10,000 years ago, we acquired a morphological innovation.
Vern Bender
Earth life forms emerged about 3.85 million years ago, about ten billion years after the Big Bang. Scientists’ best estimate is that the universe is about 13.8 billion years old. Earth’s core formation is roughly 4.5 to 4.6 billion years old. The precise date when Homo sapiens emerged is at the center of a scientific dispute, with some researchers sticking to the theory that it was 200,000 years ago. Some scientists say that human ancestors anatomically similar to modern humans (Homo sapiens sapiens) arose at this time. Genetics and Fossils Show Homo sapiens became the Only Surviving Human Species. Our human species appeared abruptly as a morphological innovation about 10,000 years ago. Language skills suddenly appeared in the history of human evolution. The mind preceded language use. This is evidence of the ability to apply an open-ended generative property of language in human cognition. Moral intelligence is the capacity to understand right from wrong. It is a distinct form of intelligence independent of emotional and cognitive intelligence.
Human intelligence is the intellectual capability of humans, which is marked by complex cognitive feats and high levels of motivation and self-awareness. (I think, therefore, I am). Analytic intelligence comprises the mental processes through which intelligence is expressed. Creative intelligence is when an individual is confronted with a unique challenge or automatizing the performance of a task. Practical intelligence is sociocultural and involves adaptation to shaping the environment to fit in context. Intelligence comprises distinct cognitive systems, each with its own capacity and independent of other components. There is a relationship between motivational intelligence, international experiences, and leadership. Motivational intelligence encompasses understanding motivations, such as achievement, affiliation, and power. The rationality of the mind cannot be explained.
Darwin had zero comment on the origin of life. Math takes Darwin’s Theory down. A blind, automatic process responsible for the existence and all life variations can’t happen in trillions and trillions of years; it just can’t happen. Do the math. The process of blind natural selection and gradual mutations can never produce the results we see everywhere we look. You can’t produce cell results with many slight, incremental modifications. All machine parts must be operational and syncretized at the outset. This is top-down causation, not bottom-up causation.
Cellular biology contains irreducible machine complexity. Coding does that, not trillions of blind attempts. Each cell becomes operational by several irreducibly complex machines. They are made up of protein molecules. Some act as propellers. Others function as trucks to move things around. Each cell has a coded electrical apparatus—everything operates on coded information.

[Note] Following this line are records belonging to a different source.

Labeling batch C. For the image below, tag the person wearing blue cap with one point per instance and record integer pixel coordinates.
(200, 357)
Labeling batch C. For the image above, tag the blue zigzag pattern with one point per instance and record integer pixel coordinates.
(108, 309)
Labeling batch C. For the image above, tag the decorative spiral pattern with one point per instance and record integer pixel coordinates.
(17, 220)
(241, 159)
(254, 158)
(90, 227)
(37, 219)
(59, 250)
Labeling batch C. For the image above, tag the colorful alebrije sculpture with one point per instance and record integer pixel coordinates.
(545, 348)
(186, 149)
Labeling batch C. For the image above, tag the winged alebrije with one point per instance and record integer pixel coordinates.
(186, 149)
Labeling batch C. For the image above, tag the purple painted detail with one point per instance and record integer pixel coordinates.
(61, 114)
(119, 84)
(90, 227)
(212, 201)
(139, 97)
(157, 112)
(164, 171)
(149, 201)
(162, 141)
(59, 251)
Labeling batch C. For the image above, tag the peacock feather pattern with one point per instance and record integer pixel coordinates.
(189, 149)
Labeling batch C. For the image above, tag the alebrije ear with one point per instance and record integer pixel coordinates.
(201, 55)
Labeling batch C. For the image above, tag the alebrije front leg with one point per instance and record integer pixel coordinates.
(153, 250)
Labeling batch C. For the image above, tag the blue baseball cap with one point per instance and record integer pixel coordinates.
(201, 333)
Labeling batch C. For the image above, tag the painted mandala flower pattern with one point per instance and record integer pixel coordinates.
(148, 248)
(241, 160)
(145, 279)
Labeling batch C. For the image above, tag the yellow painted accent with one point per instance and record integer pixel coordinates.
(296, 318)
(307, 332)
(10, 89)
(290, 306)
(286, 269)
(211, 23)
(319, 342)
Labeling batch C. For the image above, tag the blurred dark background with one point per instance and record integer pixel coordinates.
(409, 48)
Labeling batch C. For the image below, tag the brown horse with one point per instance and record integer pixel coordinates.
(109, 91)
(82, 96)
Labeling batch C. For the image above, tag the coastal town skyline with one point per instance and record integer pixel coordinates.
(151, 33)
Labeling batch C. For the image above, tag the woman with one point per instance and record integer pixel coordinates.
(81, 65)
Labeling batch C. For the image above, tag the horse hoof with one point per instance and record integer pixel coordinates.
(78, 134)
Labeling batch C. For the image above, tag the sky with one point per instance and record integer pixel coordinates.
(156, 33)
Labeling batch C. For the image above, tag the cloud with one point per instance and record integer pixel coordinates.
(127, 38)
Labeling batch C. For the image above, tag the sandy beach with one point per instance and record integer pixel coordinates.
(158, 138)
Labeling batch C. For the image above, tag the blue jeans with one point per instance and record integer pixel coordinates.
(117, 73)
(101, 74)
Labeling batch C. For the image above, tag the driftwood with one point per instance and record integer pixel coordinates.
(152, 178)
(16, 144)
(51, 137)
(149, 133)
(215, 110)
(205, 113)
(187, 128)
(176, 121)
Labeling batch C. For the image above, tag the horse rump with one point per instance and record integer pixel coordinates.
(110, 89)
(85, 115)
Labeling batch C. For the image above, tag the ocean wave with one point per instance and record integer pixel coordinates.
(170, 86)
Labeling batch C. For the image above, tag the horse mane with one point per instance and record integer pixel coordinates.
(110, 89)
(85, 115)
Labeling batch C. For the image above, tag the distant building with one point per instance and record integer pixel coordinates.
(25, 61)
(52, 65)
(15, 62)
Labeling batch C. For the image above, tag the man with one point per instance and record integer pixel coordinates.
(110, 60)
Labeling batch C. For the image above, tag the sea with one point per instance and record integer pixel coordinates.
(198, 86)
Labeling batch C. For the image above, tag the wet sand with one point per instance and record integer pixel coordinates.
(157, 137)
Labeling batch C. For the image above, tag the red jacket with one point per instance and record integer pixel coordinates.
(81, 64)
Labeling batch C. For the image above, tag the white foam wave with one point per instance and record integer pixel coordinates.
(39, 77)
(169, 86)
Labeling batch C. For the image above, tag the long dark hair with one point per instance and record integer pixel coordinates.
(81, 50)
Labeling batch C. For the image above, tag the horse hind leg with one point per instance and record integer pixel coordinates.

Science can’t prove a negative. Random pieces can’t be cobbled together to get a functioning machine. Somebody has to design the pieces before they are assembled. Random can neither predict nor create a functional piece of machinery. Each cell contains a thirty-part rotary engine. These parts are made of thirty proteins; they work together in an integrated fashion. They come out of the cell’s toolbox. These parts work in a three-dimensional environment. These assembled machines that process information. Generatic information is required to build each protein. These proteins make the parts of these molecular machines. Some machines function as ezines. These machines process information at high rates of speed. Each protein requires a long stretch of specific, coded, generic information to function correctly. A mutation-selection mechanism would be useless, even if randomness could build one. It also couldn’t generate new biological information. A random process couldn’t produce a helpful linguist language.
The human genome is the longest word ever discovered. Our genome is written in a four-letter chemical language. Each instruction is issued in the correct order and length. Our computer coding does the same thing. Proteins need folding to function correctly. Their 3-D structure determines their function. The physical code determines the amino acid sequence that dictates a protein’s native structure—predicting protein structures from their sequences is difficult. Proteins form when amino acids connect in a chain. And that chain folds into a 3D structure.
There are 20,000 to over 100,000 unique types of proteins within a typical human cell. There are 22 different types of amino acids, and their ordering determines how the protein chain will fold upon itself. A protein starts in the cell as a long chain of 300 building blocks called amino acids. These complex structures allow proteins to perform their diverse jobs in the cell. When embedded in a cell membrane, proteins create a tunnel that will enable traffic into and out of cells. By folding into distinct shapes, proteins can perform very different roles despite being composed of the same basic building blocks. Cells are accustomed to coping with misfolded proteins and have several systems to refold or destroy aberrant protein formations. Chaperone proteins jump in to fix things. Another set defense is the proteasome, a group of proteins.
Epigenetics is the study of the chemical modification of specific genes. The process doesn’t alter the underlying DNA activity. It’s like a layer of instructions that sits on your genetic code and influences how genes are turned on or off.
The molecular biological revolution started with the cracking of the genome code in 1953. The structure and the language were discovered in 1953—the nuclide bases function as chemical alphabet characters.
Life on Earth started 385 million years ago. This was 50 million years after a rigorous meteorite bombardment had ended—the chemical conditions on the surface were now right for the complexity of cells to begin.